Le problème est que je vois tout sur les autres. Et ça ne me plaît pas. Donc pas pour le moment. Mais je n’ai rien contre. Quelle image de la féminité et de la vieillesse votre mère vous a-t-elle donnée ? Elle a 66 ans et vit bien son âge. La chirurgie plastique ne fait pas du tout partie de sa vie. Je pense qu’il y a une féminité à laquelle on ne peut pas échapper, transmise, comme on donne la couleur des yeux ou des cheveux. Je viens d’une famille où les femmes sont très féminines et passionnées par les talons hauts.
Monica Bellucci: “J’ai envie d’être très vieille.”
Marie Claire: Avez-vous changé de goût pour les vêtements au fil du temps ?
Monica Bellucci: Oui. Je ne porte plus de vêtements très serrés, de minijupes avec des bottes, comme lorsque j’avais 20 ans. Je me sentirais ridicule.
Si vous deviez définir la femme que vous êtes aujourd’hui ?

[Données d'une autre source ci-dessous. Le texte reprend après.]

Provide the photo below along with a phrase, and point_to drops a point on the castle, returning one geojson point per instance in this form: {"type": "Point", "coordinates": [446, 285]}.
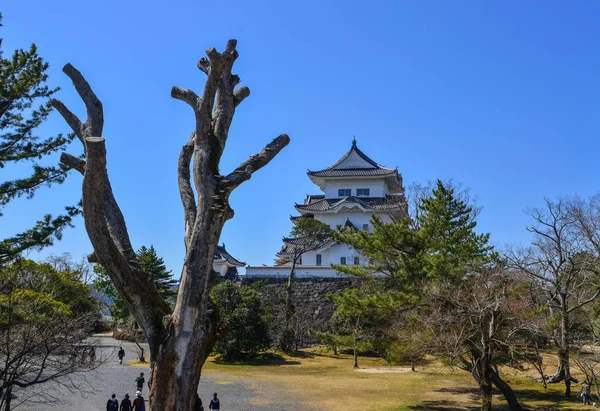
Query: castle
{"type": "Point", "coordinates": [354, 189]}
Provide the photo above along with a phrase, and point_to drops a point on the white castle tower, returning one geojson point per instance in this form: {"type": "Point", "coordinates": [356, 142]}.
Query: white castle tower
{"type": "Point", "coordinates": [354, 189]}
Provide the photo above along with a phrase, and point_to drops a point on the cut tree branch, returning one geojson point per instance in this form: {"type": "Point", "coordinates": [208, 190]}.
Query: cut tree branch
{"type": "Point", "coordinates": [240, 95]}
{"type": "Point", "coordinates": [73, 162]}
{"type": "Point", "coordinates": [95, 114]}
{"type": "Point", "coordinates": [255, 162]}
{"type": "Point", "coordinates": [71, 119]}
{"type": "Point", "coordinates": [204, 65]}
{"type": "Point", "coordinates": [185, 187]}
{"type": "Point", "coordinates": [186, 95]}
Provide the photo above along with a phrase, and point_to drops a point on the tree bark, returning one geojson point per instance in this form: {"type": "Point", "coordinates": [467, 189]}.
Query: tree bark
{"type": "Point", "coordinates": [180, 341]}
{"type": "Point", "coordinates": [563, 370]}
{"type": "Point", "coordinates": [507, 392]}
{"type": "Point", "coordinates": [485, 383]}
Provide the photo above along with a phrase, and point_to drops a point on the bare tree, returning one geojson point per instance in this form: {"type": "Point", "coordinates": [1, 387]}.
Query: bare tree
{"type": "Point", "coordinates": [181, 340]}
{"type": "Point", "coordinates": [477, 327]}
{"type": "Point", "coordinates": [563, 271]}
{"type": "Point", "coordinates": [39, 332]}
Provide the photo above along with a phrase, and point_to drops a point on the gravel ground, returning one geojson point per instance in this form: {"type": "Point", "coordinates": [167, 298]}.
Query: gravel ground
{"type": "Point", "coordinates": [91, 390]}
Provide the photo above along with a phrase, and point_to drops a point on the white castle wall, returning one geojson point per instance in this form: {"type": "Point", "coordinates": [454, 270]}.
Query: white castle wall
{"type": "Point", "coordinates": [376, 187]}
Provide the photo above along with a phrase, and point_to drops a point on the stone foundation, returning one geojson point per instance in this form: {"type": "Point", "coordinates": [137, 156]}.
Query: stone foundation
{"type": "Point", "coordinates": [313, 308]}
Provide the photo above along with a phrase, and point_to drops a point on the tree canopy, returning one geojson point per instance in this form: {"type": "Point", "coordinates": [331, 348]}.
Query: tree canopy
{"type": "Point", "coordinates": [25, 103]}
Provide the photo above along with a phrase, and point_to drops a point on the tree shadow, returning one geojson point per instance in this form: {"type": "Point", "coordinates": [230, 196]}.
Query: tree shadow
{"type": "Point", "coordinates": [261, 360]}
{"type": "Point", "coordinates": [558, 400]}
{"type": "Point", "coordinates": [442, 405]}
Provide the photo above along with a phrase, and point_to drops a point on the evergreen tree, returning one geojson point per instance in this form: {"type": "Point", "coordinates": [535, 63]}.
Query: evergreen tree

(Silence.) Je suis beaucoup plus en paix. Moins angoissée. J’aimerais arriver à la mort et pouvoir la regarder en face. J’ai envie d’être très vieille pour voir comment je réagis au corps qui change, qui m’abandonne, qui rétrécit, au point où l’enveloppe n’a plus d’importance. Le moment, aussi, où les enfants n’auront plus besoin de moi et feront leur vie.
Y a-t-il une grande différence entre votre image et la personne que vous êtes vraiment ?
Mon image fait partie de ce que je suis. Mais c’est une toute petite part, compa-rée à tout le reste.
L’expression « l’homme de ma vie » a-t-elle un sens pour vous ?
Elle n’en avait pas avant. Elle en a aujourd’hui car cela fait seize ans que je vis avec un homme. Mais je n’ai jamais voulu avoir un « homme de ma vie ». Je trouvais ça anachronique, un peu démodé, un peu ridicule. La vie m’a révélé que je n’étais pas celle que je pensais être ; je suis, en effet, dépendante de l’amour.
Si je vous dis « vieillir », quelle image, quelle pensée vous viennent ?
Ma grand-mère. Je dormais avec elle. J’adorais son parfum, il me rassurait. J’aimais ma grand-mère, avec ses ongles faits, son rouge à lèvres avant d’aller à la messe. Elle avait un respect d’elle-même, de sa féminité. Ma grand-mère, je ne la voyais pas comme une femme âgée mais comme une jolie femme.
Vos plus grands plaisirs dans la vie, aujourd’hui ?
Ma famille, parce qu’on n’est pas tout le temps ensemble. Quand on se retrouve, on dort tous dans le même lit, comme des gitans.